Spiritueux

Banc d’essai

La Presse a décidé de soumettre les gins produits ici à des papilles aguerries, qui ont goûté des gins de toutes les nationalités. Philip Duff et Nico de Soto ont accepté de se prêter au jeu.

Le directeur de la formation du festival Tales of the Cocktail à La Nouvelle-Orléans, Philip Duff, et le chef de bar et copropriétaire de Mace (New York) et de Danico (bientôt à Paris), Nico de Soto, étaient de passage à Montréal dans le cadre d’Invasion Cocktail. À titre de membre de la Gin Guild, M. Duff s’y connaît en matière d’alcool aromatisé à la baie de genièvre. L’année dernière, toujours à Invasion Cocktail, le conférencier à la langue bien pendue ne s’était pas gêné pour dire qu’il avait goûté des gins (artisanaux) si mauvais, ces dernières années, qu’il avait parfois eu peur de s’empoisonner au méthanol !

Barman transatlantique, M. de Soto a pour sa part concocté son lot de cocktails à base de gin. Il ne se proclame pas spécialiste de ce spiritueux, mais si on se fie à la carte de Mace, on devine qu’il a un palais bien raffiné.

Les deux hommes n’ont pas eu à se faire prier pour venir découvrir huit nouveaux produits. La dégustation s’est déroulée à l’aveugle. Le nez plongé dans leurs verres, nos deux juges réagissaient peu et prenaient des notes.

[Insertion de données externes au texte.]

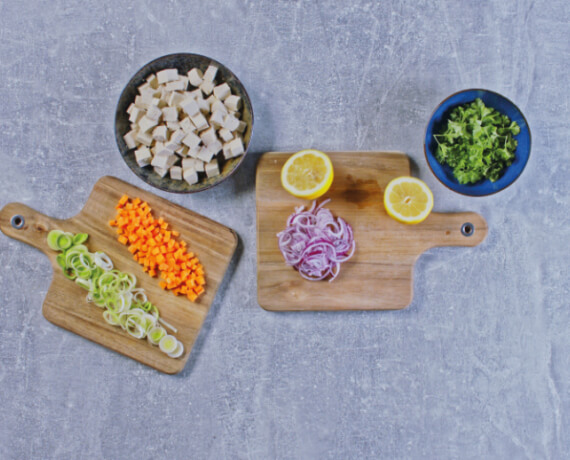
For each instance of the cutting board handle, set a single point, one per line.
(25, 224)
(458, 229)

« Il y a tant de gins sur le marché, aujourd’hui, que tout le monde essaie de se différencier », lance finalement Philip Duff. « Ce gin est aromatisé au requin fermenté ! », aime-t-il répéter, à la blague. L’homme aux goûts plutôt classiques aimerait bien voir de petites distilleries faire compétition aux Tanqueray et aux Beefeater de ce monde, plutôt que d’essayer de réinventer la roue.

On devine donc qu’il a une préférence pour les dry gins plus traditionnels, comme Ungava et Madison Park. L’Ungava, du Domaine Pinnacle, malgré sa couleur jaune fluo et ses herbes indigènes québécoises, n’a rien de choquant au goût. M. Duff estime aussi que le côté familier et l’emballage universel du gin de la Distillerie 1769 (Madison Park) lui confèrent un beau potentiel commercial au-delà des frontières du Québec.

Les deux juges se sont montrés un peu mystifiés par Romeo’s Gin et le gin Piger Henricus. Pour le premier, Duff l’Irlandais a noté « fish ? ». Lorsqu’on lui parle d’aneth et de concombre, eurêka, il fait le lien ! Quant au gin des Subversifs, l’apparition de la bouteille, avec son illustration de panais, a généré un grand « Ahhhhhhh ! ».

Nico de Soto n’hésite pas à nommer ses préférés. Le côté salin et puissant du gin St. Laurent, distillé à Rimouski, lui plaît beaucoup. Et que dire de la magnifique bouteille ? Piger Henricus et Romeo’s Gin font également partie de son palmarès des trois « meilleurs ».

En regardant les bouteilles, une fois dévoilées, il aime bien le Gin de Neige, de la Face cachée de la pomme. « Si j’avais eu à choisir un gin québécois au magasin, j’aurais sans doute pris celui-là, avec la belle étiquette et l’histoire de la pomme, etc. » On achète aussi souvent avec les yeux.

Philip Duff nous rappelle que toutes ces distilleries artisanales ayant émergé en Amérique et ailleurs au cours des dernières années sont encore en train de faire leurs classes. « Mais j’ai goûté bien pire ! », conclut-il en riant.

Et nous de conclure que les gins québécois se classent tout à fait honorablement dans le grand palmarès mondial des alcools à base de genièvre.